Alternatively or additionally, the raised awareness of respiratory symptoms that overlap
between pulmonary embolism and Covid-19 such as cough or shortness of breath [2] may
have prompted more hospital admissions. In addition, change in hospital protocols
for the use of contrast-enhanced computed tomography in suspected Covid-19 cases may
have detected incidental pulmonary embolism more frequently. Moreover, less mobility
and the heat wave in 2020 may have contributed. Finally, changes in population-at-risk
characteristics and catchment areas of the hospitals over time as well as more frequent
diagnosis of low-risk embolism due to more sensitive tests cannot be ruled out. Although,
the results of our and the study from England are comparable, the magnitude of the
hospitalization increase was higher in England most likely due to lower baseline rate.

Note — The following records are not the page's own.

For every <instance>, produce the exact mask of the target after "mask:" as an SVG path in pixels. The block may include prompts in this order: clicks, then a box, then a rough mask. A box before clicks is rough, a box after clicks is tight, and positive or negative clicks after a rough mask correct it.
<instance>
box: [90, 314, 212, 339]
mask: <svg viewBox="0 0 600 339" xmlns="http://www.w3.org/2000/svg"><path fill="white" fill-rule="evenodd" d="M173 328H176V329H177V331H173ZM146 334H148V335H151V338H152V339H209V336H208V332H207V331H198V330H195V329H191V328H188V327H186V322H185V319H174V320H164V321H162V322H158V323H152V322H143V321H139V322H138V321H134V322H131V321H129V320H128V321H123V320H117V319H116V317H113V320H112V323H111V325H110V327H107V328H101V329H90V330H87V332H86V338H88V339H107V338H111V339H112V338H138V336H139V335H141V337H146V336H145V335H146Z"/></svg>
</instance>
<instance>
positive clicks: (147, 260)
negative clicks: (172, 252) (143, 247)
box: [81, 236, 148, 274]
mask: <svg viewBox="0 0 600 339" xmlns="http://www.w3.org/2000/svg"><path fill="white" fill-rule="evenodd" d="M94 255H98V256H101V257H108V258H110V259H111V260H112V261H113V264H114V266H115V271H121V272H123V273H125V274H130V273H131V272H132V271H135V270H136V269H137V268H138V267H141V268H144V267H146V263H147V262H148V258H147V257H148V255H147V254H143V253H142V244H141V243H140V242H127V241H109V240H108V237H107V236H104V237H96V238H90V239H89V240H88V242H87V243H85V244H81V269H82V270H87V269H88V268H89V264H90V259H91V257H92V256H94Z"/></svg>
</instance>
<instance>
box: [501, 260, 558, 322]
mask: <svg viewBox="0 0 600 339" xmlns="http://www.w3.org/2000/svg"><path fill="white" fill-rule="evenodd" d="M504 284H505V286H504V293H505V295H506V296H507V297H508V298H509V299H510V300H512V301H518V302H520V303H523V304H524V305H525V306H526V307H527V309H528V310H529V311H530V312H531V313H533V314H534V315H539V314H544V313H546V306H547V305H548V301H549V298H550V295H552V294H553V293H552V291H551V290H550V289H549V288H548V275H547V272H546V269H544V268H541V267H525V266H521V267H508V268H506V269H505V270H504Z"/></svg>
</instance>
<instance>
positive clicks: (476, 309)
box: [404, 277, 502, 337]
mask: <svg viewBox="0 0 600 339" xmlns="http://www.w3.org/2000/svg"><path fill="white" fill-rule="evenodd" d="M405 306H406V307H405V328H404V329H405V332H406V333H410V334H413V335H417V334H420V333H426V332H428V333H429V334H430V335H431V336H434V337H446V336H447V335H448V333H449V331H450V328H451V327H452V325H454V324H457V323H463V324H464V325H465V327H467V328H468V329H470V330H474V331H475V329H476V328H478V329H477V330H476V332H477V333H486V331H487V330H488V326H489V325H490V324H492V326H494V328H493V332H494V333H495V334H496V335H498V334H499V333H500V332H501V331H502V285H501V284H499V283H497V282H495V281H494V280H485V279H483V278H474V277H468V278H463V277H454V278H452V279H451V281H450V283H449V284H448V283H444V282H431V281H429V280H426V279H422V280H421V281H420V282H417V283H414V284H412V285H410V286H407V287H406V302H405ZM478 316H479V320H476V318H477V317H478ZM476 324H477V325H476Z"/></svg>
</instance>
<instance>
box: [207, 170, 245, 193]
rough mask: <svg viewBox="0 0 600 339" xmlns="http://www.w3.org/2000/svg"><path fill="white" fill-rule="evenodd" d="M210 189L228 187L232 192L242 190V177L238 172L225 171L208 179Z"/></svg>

How this is impacted by coding regimen and the use of different ICD-10 versions is
unknown although a large code overlap (e.g. I26) exists.
If the increased incidence of hospitalizations for pulmonary embolism is a signal
for a rising incidence of this condition in the public, this could at least in part
explain the observed excess mortality in Germany between late July and mid October
2020 not related with Covid-19 cases [14]. This finding requires immediate attention,
close surveillance and further studies.
Conflicts of interest
none declared.
Declaration of competing interests
The authors declare that they have no known competing financial interests or personal
relationships that could have appeared to influence the work reported in this paper.